Pirzada was awarded the prestigious All Pakistan Newspaper Society Best Urdu Column Award for the year 2012. This award was conferred upon him by the now former President of Pakistan, Asif Ali Zardari at the 22nd Journalistic Awards Ceremony, Presidency of Pakistan.

=== Other awards ===

- NPC Gold Medal Award for Services in Journalism. Conferred by Dr. A. Q. Khan on behalf of Nazria Pakistan Council on 27 March 2013 .
- Cholistan Award 2012 for Services in Media. Conferred by Cholistan Development Council on 14 April 2012.
- Press Club Pakistan Lifetime Achievement Award and Honorary Lifetime Membership. Conferred by NPC President Farooq Faisal in Annual General Body meeting on 12 December 2013.

=== Work on PWDs and disability movement ===
Sardar has been working for the welfare of PWDs for several years on a completely voluntary basis. He has been striving for the representation of Persons With Disabilities in the Parliament and has made significant progress towards the same.

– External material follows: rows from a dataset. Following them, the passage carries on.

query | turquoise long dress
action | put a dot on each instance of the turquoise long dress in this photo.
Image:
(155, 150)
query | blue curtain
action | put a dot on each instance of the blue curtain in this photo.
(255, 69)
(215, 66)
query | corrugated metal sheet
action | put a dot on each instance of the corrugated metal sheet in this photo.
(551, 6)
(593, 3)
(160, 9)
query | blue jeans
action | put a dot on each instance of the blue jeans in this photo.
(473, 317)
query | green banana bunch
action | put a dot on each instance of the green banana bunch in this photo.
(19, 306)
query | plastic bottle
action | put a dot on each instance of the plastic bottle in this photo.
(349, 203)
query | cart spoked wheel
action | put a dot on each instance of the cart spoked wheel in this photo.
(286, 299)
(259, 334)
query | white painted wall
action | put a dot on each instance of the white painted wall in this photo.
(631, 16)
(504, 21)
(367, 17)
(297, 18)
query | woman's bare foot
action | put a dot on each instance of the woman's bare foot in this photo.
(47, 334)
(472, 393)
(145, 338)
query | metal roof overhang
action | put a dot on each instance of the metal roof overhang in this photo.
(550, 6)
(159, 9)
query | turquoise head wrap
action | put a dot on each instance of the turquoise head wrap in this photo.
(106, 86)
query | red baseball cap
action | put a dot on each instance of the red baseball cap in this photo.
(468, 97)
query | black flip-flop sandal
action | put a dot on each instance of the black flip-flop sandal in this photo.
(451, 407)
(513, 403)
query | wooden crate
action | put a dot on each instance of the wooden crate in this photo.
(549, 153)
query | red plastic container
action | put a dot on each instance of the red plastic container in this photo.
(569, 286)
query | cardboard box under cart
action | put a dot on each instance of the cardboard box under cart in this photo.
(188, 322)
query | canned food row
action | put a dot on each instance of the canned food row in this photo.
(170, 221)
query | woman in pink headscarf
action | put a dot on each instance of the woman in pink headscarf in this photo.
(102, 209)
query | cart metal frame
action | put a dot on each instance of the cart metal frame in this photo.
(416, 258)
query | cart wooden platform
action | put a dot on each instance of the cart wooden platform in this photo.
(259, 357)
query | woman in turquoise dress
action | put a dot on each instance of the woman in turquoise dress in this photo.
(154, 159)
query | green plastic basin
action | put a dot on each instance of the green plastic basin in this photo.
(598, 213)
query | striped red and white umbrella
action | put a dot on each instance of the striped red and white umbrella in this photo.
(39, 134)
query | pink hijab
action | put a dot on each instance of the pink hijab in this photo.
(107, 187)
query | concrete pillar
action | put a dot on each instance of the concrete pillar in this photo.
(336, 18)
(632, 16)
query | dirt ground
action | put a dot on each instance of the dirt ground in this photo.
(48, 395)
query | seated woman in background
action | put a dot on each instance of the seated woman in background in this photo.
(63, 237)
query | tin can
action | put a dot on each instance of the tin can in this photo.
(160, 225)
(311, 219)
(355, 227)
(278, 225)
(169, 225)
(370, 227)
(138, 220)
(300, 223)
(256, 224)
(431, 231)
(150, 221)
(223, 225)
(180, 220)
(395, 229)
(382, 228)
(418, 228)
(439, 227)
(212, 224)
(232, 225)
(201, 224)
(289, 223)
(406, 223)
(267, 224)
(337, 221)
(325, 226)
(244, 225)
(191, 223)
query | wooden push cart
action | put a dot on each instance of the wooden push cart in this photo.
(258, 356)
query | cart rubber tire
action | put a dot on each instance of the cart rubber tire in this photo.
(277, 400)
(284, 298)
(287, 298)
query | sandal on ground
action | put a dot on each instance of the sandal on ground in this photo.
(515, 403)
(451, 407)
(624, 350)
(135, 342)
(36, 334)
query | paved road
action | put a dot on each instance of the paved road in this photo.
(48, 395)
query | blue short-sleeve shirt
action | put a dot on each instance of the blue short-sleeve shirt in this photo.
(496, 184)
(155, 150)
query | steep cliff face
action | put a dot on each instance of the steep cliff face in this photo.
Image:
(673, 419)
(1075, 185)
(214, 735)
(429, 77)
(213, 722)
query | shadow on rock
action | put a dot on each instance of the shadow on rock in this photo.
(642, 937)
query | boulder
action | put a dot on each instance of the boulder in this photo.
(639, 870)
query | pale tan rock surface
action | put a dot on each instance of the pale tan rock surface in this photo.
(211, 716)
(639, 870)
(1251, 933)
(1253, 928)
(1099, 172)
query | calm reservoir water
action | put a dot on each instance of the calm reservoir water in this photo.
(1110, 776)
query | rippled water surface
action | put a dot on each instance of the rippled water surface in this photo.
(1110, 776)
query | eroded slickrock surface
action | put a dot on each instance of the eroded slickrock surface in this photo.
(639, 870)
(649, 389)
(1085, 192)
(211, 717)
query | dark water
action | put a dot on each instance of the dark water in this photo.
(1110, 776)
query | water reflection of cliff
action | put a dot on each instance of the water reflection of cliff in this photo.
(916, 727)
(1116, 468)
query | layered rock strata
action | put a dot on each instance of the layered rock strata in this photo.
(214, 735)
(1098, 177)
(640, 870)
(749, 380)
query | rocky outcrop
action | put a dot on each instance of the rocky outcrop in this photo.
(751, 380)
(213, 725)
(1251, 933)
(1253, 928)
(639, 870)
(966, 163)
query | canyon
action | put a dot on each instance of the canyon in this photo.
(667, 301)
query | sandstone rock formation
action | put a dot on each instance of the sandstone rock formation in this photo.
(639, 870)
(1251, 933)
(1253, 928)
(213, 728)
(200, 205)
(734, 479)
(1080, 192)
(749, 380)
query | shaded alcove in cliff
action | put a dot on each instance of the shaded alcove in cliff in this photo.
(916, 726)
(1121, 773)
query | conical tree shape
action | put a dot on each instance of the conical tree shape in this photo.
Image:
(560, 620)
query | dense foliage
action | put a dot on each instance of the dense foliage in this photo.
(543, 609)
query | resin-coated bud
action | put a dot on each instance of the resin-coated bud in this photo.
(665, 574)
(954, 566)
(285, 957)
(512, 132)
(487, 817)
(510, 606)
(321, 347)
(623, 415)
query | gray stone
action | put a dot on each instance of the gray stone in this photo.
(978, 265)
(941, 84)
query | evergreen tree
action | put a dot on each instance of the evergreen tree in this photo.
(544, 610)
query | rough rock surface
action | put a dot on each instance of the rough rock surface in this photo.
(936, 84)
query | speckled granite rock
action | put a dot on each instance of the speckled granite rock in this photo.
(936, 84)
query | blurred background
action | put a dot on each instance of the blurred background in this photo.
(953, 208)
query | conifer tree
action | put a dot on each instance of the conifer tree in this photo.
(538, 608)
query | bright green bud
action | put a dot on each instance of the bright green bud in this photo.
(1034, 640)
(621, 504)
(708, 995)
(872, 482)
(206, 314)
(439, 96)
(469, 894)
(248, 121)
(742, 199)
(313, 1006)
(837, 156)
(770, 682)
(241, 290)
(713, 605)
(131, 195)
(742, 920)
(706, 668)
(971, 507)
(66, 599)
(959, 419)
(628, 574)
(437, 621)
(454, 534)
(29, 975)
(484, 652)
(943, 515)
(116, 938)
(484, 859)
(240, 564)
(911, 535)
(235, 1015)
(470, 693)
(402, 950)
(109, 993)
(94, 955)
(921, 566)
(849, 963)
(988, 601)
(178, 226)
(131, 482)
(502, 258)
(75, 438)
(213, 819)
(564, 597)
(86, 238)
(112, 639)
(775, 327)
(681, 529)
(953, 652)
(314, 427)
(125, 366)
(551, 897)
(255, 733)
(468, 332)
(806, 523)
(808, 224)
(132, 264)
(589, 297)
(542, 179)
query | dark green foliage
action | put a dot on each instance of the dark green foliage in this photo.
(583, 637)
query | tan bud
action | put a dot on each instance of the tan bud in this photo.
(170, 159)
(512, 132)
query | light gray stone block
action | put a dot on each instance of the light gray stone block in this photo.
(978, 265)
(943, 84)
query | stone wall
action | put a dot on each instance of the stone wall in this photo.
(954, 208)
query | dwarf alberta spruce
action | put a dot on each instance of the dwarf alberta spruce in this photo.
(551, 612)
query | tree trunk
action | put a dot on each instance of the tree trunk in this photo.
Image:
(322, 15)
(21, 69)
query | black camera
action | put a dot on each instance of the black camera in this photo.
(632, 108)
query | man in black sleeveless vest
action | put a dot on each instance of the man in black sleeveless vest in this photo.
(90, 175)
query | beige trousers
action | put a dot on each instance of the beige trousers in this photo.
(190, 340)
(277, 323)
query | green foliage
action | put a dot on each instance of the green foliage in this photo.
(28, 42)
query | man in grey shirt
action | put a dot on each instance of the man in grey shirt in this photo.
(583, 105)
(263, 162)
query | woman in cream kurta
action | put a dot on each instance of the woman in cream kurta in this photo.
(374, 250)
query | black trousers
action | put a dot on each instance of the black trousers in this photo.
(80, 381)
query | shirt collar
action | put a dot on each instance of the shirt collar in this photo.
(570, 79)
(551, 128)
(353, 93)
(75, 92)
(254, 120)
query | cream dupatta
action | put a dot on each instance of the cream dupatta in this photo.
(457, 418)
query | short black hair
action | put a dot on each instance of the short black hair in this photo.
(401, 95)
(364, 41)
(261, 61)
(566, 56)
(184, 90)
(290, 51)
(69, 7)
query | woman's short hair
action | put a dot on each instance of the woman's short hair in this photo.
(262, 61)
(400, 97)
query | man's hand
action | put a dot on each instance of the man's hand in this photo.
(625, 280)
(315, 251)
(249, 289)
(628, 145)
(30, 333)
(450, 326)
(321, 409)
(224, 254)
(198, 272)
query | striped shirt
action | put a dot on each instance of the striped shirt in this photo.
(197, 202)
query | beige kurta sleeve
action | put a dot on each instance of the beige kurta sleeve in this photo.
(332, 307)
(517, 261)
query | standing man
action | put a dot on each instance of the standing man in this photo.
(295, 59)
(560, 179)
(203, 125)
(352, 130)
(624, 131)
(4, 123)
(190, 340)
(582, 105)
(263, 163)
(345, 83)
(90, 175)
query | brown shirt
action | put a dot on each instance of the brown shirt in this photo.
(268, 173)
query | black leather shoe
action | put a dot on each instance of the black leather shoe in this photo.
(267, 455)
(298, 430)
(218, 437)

He has been present in the assembly when resolutions based on his work were brought on the floor

In recognition of his services, Sardar was selected as the first recipient and gifted the first visual aid device brought to Pakistan by the Al-shifa Foundation of North America.

He has also helped in motivational programs in Pakistan (for disabled people) and has worked alongside many NGOs to rehabilitate PWDs and to spread awareness on the same. He has also drafted theories about PWDs and has presented them on more than one occasion. The more notable of these is the Disabled by Association theory.

He helped push for, and was the inaugurating speaker at, the first-ever Braille book corner in the National Library of Pakistan.

He was a key advocate for 'The ICT Rights of Persons with Disability Act 2020'. The Act, which was the first of its kind and designed to replace the Disabled Protection and Welfare Act of 1981 while contributing to the United Nations Convention on Rights of Persons with Disabilities (UNCRPD), was passed by the Ministry of Human Rights of Pakistan in February 2020.